Top Feeder Companies To Stanford

A mere half dozen of America’s most elite consulting and investment banking firms account for more than a third of the students in Stanford University’s Graduate School of Business Class of 2013, according to an analysis by Poets&Quants.

Stanford admits who have done a stint at consultants McKinsey & Co. at one time or another account for an estimated 10% of the class. The other five companies who had employed the most members of Stanford’s latest incoming class are Boston Consulting Group, Bain, Goldman Sachs, Morgan Stanley, and J.P. Morgan/Chase. Together, these half dozen firms represent an estimated 33.9% of the 397 first-year students in Stanford’s MBA program.

It shatters the common myth that Stanford is the anti-establishment school versus Harvard. In fact, the admission stats show that Harvard is less Establishment than its West Coast rival. And Stanford’s heavy reliance on just six elite firms for more than a third of its MBA students is also a primary reason why Stanford’s starting salaries are as high as they are–former consultants and investment bankers tend to be among the highest paid graduates.

A RARE GLIMPSE INTO THE EDUCATIONAL AND WORK BACKGROUNDS OF ENROLLED MBA STUDENTS

The data provides a rare glimpse into the educational and work backgrounds of the students accepted and enrolled at Stanford’s Graduate School of Business.
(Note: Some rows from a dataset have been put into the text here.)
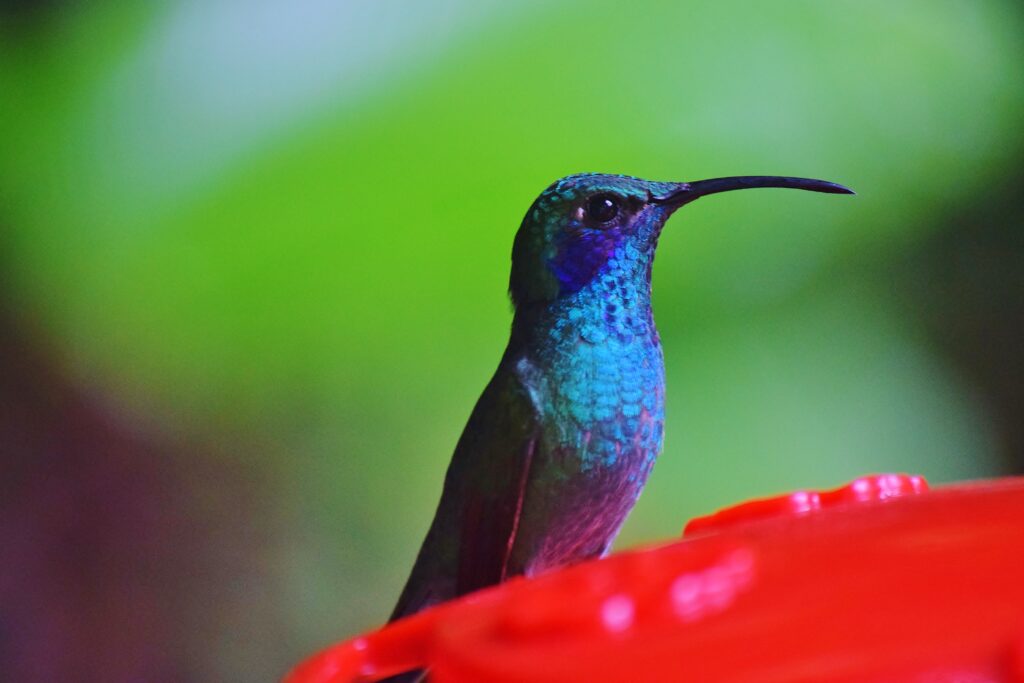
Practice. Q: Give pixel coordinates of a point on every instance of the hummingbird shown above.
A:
(562, 439)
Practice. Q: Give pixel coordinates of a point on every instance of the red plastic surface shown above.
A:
(867, 583)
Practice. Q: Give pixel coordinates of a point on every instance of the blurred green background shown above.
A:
(254, 255)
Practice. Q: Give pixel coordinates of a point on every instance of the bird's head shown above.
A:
(591, 224)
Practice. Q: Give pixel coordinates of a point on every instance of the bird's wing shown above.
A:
(470, 540)
(495, 454)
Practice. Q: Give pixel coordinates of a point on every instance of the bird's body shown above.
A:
(562, 439)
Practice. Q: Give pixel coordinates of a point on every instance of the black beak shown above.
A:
(685, 193)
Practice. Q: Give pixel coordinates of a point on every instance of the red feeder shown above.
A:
(880, 581)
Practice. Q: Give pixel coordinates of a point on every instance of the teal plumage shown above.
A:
(564, 436)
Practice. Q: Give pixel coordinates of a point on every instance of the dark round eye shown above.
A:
(602, 208)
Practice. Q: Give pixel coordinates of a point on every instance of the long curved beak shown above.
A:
(685, 193)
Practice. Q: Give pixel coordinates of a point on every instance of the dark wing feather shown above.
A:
(470, 540)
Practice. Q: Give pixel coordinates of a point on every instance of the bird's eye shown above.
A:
(602, 208)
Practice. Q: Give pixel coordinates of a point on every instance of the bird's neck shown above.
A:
(608, 309)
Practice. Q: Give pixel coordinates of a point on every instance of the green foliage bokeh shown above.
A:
(314, 278)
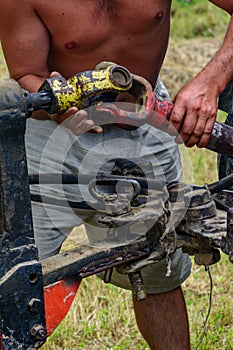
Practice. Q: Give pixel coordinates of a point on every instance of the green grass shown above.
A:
(197, 18)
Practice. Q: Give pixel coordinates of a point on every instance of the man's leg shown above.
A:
(162, 319)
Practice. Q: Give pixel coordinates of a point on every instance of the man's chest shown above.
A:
(76, 17)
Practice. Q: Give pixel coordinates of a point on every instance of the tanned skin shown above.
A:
(42, 37)
(74, 35)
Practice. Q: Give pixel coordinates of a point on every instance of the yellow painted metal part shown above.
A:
(75, 90)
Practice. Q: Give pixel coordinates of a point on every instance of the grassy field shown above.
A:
(101, 317)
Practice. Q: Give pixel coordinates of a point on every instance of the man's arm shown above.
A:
(195, 105)
(26, 43)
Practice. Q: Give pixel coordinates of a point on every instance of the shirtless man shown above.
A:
(40, 37)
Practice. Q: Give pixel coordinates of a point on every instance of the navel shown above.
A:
(159, 15)
(69, 45)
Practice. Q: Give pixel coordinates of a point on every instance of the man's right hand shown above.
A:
(76, 121)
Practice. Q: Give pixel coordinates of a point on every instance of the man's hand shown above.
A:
(194, 112)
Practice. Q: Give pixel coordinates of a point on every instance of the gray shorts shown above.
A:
(54, 149)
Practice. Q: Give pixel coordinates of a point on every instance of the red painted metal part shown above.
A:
(58, 299)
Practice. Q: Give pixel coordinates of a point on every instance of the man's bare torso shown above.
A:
(133, 33)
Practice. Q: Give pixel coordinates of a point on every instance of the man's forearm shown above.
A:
(219, 70)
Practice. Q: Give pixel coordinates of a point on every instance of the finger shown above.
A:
(187, 128)
(207, 133)
(197, 132)
(176, 119)
(72, 119)
(96, 130)
(54, 74)
(60, 118)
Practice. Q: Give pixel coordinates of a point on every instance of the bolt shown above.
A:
(196, 198)
(34, 305)
(38, 332)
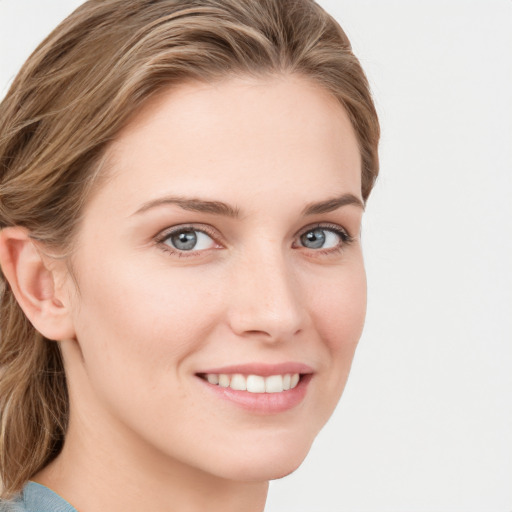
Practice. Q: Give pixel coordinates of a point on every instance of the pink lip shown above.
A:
(261, 369)
(262, 403)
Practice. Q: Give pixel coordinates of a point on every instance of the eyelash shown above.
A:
(346, 238)
(166, 234)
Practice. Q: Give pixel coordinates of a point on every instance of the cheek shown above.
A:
(132, 323)
(340, 309)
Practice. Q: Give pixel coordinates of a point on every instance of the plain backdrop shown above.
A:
(425, 424)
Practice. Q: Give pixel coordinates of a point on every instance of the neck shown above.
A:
(107, 474)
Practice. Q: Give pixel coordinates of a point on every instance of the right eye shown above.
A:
(188, 240)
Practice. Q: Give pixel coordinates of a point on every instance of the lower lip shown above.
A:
(263, 403)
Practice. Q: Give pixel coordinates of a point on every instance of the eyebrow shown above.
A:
(224, 209)
(193, 205)
(333, 204)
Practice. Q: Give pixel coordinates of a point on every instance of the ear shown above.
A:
(33, 283)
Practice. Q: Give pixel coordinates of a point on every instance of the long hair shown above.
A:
(68, 102)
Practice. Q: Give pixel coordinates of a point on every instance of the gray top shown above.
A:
(36, 498)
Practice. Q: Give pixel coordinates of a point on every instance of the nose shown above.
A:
(266, 299)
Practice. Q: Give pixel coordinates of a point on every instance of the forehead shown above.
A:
(245, 131)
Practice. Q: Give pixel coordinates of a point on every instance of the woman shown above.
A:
(182, 186)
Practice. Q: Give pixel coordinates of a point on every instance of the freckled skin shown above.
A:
(147, 320)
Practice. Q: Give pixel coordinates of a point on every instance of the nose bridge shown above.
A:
(267, 300)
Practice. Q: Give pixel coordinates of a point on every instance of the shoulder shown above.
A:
(35, 498)
(12, 506)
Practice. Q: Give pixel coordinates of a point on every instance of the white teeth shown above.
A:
(238, 382)
(223, 380)
(274, 384)
(212, 378)
(255, 383)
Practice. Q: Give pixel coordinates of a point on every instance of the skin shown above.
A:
(144, 431)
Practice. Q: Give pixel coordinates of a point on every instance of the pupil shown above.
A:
(184, 241)
(314, 239)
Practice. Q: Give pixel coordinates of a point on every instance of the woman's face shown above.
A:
(222, 252)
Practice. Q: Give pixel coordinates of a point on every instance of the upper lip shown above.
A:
(263, 369)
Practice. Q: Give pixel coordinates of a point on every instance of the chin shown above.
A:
(268, 463)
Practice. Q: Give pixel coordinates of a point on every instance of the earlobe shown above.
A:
(33, 284)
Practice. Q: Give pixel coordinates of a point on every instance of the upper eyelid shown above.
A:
(220, 239)
(324, 225)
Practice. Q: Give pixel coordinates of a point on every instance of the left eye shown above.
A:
(189, 240)
(320, 238)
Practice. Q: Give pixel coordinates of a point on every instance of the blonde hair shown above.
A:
(71, 98)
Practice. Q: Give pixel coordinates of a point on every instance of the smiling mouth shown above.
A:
(254, 383)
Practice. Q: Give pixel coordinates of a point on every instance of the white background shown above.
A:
(425, 424)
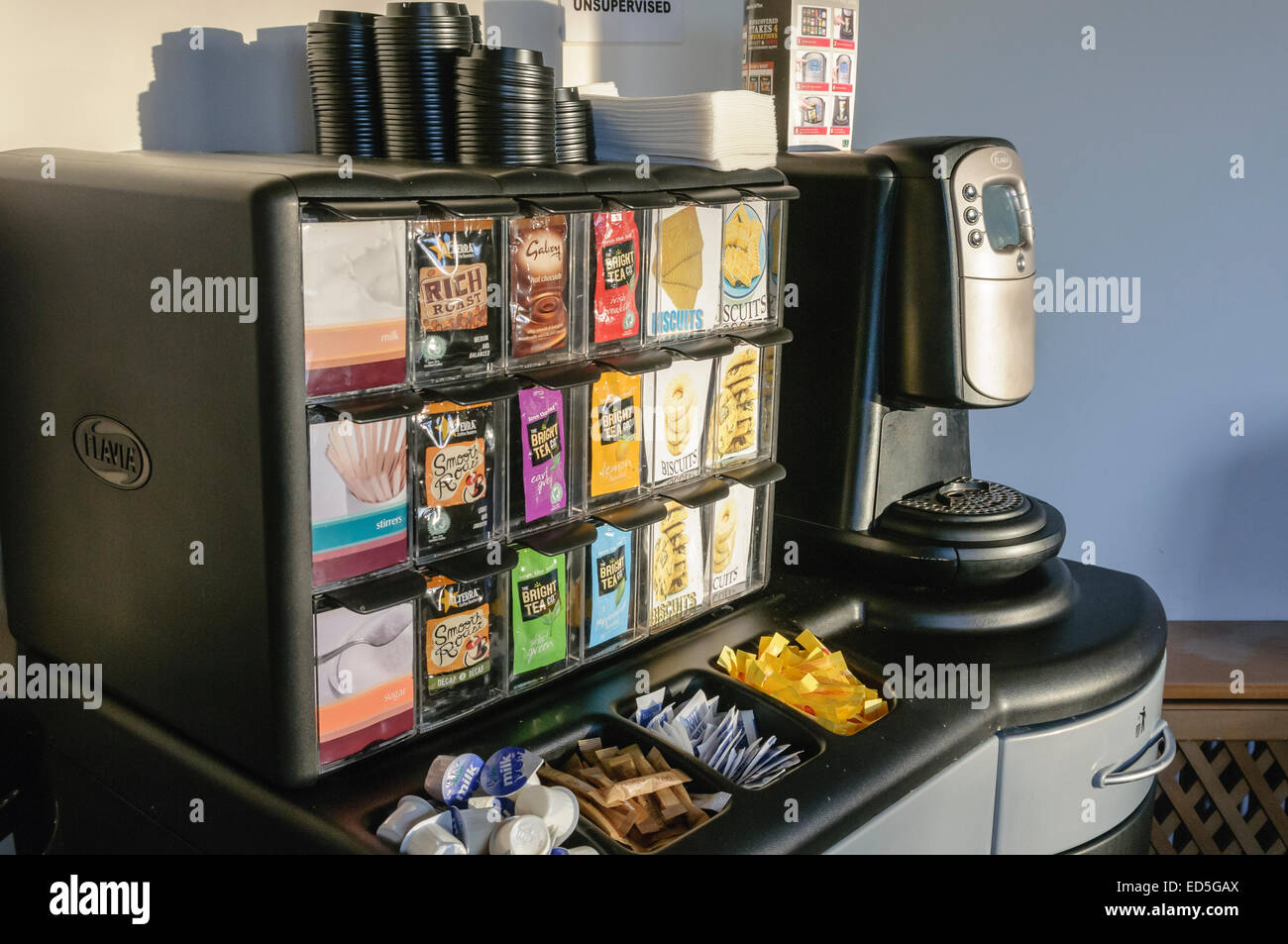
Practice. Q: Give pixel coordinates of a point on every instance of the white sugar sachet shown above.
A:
(728, 742)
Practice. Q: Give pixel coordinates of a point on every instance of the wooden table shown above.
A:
(1227, 699)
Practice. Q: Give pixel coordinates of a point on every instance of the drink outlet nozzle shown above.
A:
(913, 265)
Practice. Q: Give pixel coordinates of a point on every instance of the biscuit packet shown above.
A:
(539, 622)
(686, 270)
(679, 419)
(456, 265)
(616, 286)
(455, 492)
(541, 485)
(359, 497)
(365, 693)
(616, 408)
(677, 576)
(539, 286)
(735, 407)
(745, 265)
(733, 526)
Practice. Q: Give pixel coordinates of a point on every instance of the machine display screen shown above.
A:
(1001, 215)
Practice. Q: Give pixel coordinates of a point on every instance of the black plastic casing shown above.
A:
(922, 355)
(220, 647)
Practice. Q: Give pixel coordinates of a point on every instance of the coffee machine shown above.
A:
(927, 291)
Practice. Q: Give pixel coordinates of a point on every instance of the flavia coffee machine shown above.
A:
(1024, 691)
(949, 329)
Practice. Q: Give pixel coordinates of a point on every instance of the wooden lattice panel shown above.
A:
(1223, 797)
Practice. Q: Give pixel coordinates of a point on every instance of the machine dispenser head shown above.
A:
(960, 279)
(918, 309)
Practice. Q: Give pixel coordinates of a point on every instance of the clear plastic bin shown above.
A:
(737, 532)
(678, 565)
(357, 492)
(464, 634)
(678, 402)
(745, 254)
(355, 286)
(548, 261)
(458, 312)
(546, 442)
(616, 277)
(614, 612)
(684, 270)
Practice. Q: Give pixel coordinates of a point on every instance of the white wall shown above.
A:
(71, 71)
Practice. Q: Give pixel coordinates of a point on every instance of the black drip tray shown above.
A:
(772, 716)
(617, 733)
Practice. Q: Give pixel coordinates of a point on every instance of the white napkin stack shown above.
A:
(725, 130)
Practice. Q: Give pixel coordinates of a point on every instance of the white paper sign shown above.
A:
(622, 21)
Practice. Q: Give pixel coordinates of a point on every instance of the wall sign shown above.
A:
(622, 21)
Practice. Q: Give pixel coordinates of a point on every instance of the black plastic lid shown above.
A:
(478, 565)
(638, 514)
(368, 407)
(344, 210)
(347, 17)
(712, 196)
(380, 592)
(636, 362)
(772, 192)
(570, 202)
(510, 54)
(702, 348)
(764, 338)
(429, 8)
(566, 537)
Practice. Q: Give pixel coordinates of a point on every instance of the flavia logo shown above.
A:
(112, 452)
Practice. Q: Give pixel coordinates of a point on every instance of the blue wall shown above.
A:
(1127, 153)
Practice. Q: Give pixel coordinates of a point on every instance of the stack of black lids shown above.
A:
(343, 76)
(505, 107)
(417, 46)
(575, 133)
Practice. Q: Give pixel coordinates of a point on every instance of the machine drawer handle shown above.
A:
(1120, 773)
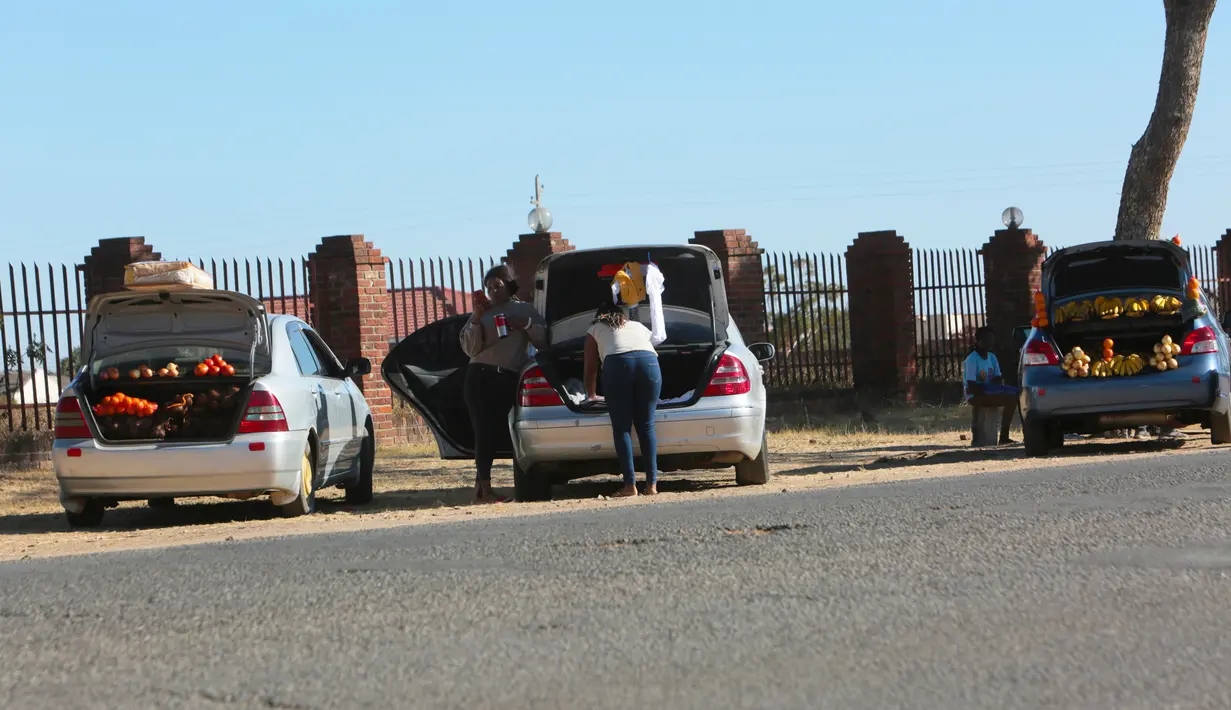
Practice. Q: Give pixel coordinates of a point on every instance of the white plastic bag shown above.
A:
(166, 275)
(654, 283)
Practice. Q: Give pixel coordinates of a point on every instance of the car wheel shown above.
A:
(755, 473)
(1038, 438)
(89, 517)
(529, 486)
(1220, 428)
(305, 502)
(360, 492)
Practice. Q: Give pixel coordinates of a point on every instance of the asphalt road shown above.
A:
(1096, 586)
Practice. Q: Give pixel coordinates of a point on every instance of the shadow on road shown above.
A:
(804, 464)
(329, 502)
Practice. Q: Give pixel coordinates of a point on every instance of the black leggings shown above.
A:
(489, 398)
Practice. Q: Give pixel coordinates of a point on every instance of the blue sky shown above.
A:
(254, 128)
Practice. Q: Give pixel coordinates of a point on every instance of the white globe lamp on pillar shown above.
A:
(541, 217)
(1012, 218)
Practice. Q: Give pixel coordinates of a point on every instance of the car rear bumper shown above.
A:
(1198, 384)
(571, 437)
(153, 470)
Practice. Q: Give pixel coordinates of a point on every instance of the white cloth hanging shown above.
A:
(654, 283)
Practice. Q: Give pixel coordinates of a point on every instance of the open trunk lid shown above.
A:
(1115, 266)
(570, 286)
(187, 324)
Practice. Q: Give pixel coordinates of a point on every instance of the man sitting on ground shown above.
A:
(984, 383)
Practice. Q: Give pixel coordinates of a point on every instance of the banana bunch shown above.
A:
(1128, 366)
(1108, 308)
(1165, 355)
(1165, 304)
(1074, 310)
(1135, 307)
(1076, 363)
Business schools keep this information close to the vest, never disclosing this information in typical class profiles. Yet, an applicant’s undergraduate and work backgrounds loom large in admission decisions, in some cases dwarfing the importance of other factors from grade point averages and GMAT scores to the quality of one’s essays or admissions interview.

Percentage of Class of 2013 At Five Top Schools From Six Elite Employers

Source: Poets&Quants estimates

The analysis shows that Stanford’s admissions staff relies more heavily on a handful of firms to filter applicants into its prestige MBA program than any of its top business school rivals (see table on left). The same six firms, for example, account for about half the percentage of Class of 2013 MBA students at Harvard Business School, where Poets&Quants estimates that 17.8% of the first-year students are from these same six companies. Stanford’s enrolled students from these super elite firms, in fact, is nearly four times the percentage of those at Columbia Business School, where an estimated 9.6% of the Class of 2013 have one of those six firms on their resumes.